Management efforts have restored and continue to sustain the health and function of Muskego's conservation sites. Many native plants species have largely been lost from our landscape due to agriculture, deforestation, land development, and competitive effects of invasive species. By establishing and maintaining diverse native plant communities, conservation staff and volunteers have improved the health of our local ecosystems and increased habitat space for wildlife.
Invasive Species Management
Invasive plants are non-native species that negatively impact native plant communities. While it is usually impossible to eliminate an invasive species once established, management efforts focus on reducing the abundance of invasive plants so that native plants can again flourish.

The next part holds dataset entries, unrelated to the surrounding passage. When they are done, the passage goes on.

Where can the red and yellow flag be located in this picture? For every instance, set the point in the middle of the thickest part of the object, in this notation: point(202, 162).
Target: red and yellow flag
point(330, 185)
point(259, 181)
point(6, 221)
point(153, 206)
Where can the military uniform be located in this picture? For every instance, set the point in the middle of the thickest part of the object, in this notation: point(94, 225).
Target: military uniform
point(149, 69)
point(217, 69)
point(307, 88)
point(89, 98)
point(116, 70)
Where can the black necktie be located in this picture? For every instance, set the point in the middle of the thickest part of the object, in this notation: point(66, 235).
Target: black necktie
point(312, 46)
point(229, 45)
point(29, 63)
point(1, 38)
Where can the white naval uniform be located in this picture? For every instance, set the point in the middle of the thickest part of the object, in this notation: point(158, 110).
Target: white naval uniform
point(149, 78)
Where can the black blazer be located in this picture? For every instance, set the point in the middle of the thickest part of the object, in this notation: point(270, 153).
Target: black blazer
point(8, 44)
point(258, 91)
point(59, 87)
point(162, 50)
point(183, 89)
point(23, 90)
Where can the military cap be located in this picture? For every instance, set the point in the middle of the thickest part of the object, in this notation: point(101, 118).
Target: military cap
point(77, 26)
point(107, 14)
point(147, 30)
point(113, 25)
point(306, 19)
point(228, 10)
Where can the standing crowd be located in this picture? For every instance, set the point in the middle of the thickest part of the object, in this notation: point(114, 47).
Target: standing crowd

Staff and volunteers use commonly accepted practices: herbicides, physical removal, and controlled burning to combat invasive plants. For more detailed information on invasive plants and their control, visit the Invasive Plants Association of Wisconsin.
Native Plant Re-establishment
Impacts of prior land use have left many areas with fewer plant species than they historically contained. Reintroducing native plant and increasing plant diversity help to restore the health of ecosystems by providing food and habitat upon which native wildlife depend.
Muskego has established over 150 acres of prairie and wetland plantings utilizing a diversity of plant seed from native, local (southern Wisconsin) origin. Woodland areas have also been improved through planting of trees, shrubs, and wildflowers.